Union College women are not any of the stereotypes mentioned in the article; they are leaders who are bold and smart. You will find them taking action wherever there is injustice. They are bloggers, producers, spoken word artists, educators, and civil rights activists. And as far as racial diversity is concerned, they come in all shades of brown, black, white, and every other skin tone. We are a beautifully diverse campus, and because of this, Union goes beyond embracing the typical diversity buzzwords of race, economic status, sexual orientation, gender expression, etc.
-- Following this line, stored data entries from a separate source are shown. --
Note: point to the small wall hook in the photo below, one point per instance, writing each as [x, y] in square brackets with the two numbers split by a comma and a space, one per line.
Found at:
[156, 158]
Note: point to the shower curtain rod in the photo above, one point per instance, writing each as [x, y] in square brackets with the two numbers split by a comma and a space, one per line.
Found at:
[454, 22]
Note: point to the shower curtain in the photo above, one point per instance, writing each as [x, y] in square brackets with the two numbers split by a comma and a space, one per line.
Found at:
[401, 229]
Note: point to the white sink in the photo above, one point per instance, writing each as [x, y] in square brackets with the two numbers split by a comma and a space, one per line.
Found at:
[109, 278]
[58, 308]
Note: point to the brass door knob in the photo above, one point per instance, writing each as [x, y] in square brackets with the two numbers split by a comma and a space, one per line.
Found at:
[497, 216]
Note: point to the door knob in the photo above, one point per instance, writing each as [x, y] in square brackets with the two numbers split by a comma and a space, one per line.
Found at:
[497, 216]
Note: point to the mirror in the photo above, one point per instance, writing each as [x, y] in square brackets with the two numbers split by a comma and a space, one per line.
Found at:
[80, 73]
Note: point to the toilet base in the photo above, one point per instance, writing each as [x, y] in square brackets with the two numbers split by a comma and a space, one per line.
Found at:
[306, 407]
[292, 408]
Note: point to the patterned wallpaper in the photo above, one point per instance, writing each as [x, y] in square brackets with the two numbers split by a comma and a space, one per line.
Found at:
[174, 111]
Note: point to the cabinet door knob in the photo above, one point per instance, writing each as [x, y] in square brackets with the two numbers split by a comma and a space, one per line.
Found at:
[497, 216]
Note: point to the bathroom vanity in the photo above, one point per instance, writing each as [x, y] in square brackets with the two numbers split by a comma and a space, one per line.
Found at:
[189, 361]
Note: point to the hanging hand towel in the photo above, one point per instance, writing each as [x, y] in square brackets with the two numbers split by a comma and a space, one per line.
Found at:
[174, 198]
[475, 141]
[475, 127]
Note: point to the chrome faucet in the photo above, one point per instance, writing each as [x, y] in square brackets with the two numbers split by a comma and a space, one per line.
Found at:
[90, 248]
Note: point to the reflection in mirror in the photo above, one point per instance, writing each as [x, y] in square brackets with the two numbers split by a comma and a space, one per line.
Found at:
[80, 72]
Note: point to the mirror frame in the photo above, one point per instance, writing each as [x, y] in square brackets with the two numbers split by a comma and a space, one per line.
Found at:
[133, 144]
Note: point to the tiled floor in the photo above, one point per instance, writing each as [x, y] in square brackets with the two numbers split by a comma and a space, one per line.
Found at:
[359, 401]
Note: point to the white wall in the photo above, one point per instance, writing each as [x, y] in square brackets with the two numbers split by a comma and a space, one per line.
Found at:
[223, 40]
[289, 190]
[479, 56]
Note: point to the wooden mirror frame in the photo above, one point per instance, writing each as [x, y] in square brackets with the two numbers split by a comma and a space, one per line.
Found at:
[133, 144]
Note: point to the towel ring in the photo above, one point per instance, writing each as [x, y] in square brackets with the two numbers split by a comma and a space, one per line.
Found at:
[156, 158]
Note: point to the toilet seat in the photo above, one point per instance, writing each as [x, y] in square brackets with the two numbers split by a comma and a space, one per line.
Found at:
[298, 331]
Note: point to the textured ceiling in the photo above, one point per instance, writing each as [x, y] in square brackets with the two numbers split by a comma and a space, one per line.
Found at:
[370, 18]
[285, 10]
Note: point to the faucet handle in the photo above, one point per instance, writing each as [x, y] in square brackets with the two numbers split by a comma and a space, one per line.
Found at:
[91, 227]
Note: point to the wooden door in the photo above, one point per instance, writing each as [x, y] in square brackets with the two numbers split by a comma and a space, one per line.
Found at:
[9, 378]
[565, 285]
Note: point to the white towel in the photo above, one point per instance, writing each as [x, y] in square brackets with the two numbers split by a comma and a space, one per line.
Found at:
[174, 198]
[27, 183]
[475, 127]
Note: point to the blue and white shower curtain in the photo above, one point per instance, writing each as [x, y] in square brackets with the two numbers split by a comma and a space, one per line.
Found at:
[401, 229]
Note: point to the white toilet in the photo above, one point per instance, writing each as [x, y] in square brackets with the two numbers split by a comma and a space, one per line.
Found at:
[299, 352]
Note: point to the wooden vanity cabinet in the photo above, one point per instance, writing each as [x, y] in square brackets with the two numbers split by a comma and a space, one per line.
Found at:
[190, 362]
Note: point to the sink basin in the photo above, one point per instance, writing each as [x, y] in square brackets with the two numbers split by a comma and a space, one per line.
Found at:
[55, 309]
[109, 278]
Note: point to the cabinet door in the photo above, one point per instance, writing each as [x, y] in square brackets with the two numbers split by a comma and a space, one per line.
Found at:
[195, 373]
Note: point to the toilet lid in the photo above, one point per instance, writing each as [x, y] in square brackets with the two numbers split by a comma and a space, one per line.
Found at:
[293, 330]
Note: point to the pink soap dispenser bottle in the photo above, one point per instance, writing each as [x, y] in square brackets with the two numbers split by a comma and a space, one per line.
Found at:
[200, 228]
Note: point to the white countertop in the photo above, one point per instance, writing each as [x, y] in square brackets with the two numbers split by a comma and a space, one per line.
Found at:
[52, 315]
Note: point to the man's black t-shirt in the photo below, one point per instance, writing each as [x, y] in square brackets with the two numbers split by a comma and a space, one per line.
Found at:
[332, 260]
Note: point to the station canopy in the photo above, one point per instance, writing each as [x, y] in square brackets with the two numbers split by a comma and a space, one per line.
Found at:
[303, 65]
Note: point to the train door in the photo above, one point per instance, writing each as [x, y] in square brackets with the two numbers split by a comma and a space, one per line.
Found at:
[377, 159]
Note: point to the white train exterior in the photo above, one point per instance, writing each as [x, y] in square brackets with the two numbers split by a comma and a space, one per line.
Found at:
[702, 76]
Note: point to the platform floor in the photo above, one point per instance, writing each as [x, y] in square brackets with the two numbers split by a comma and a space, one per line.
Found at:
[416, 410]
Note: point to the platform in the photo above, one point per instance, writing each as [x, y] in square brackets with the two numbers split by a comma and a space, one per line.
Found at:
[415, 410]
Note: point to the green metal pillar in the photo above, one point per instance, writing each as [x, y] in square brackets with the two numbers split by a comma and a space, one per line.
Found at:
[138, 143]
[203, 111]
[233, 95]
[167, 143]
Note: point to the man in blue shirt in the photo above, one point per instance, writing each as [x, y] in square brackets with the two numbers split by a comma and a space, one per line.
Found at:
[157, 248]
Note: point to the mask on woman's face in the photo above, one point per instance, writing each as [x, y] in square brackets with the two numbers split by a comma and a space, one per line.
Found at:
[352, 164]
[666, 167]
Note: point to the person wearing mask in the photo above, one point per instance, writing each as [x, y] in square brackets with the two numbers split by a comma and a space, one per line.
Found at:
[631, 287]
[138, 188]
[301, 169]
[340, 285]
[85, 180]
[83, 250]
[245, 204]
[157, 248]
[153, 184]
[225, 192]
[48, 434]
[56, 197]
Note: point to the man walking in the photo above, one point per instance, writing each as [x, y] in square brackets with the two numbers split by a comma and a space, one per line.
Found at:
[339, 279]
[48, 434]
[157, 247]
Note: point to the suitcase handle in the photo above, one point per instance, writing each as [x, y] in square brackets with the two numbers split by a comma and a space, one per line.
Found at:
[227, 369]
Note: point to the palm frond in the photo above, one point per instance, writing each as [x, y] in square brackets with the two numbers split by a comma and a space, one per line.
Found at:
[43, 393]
We encourage students to embrace all aspects of their identity, including their faith or non-faith traditions.

In the words of our commencement student-speaker Kadiatou Tubman ‘13, “In crossing this bridge, one that has been a lifeline between Union and the rest of the world, we have pushed our limitations, exceeded our expectations, and confronted opposition, while continuously moving forward. In many ways, we have become bridges, connecting our pasts to our futures, our differences to our similarities, our education to our activism, and our dreams to our reality. We are fortunate that Union has provided us the most essential things on this continuous march forward: the knowledge and tools to build bridges, but most importantly, the patience and courage to cross them.”

I see the previous article as proof that there are still bridges of ignorance to be crossed, but thank God our Union College women are more than equipped to cross them, wearing whatever they choose, including gym gear!

Angela Tatem is the Director of the Kenney Center.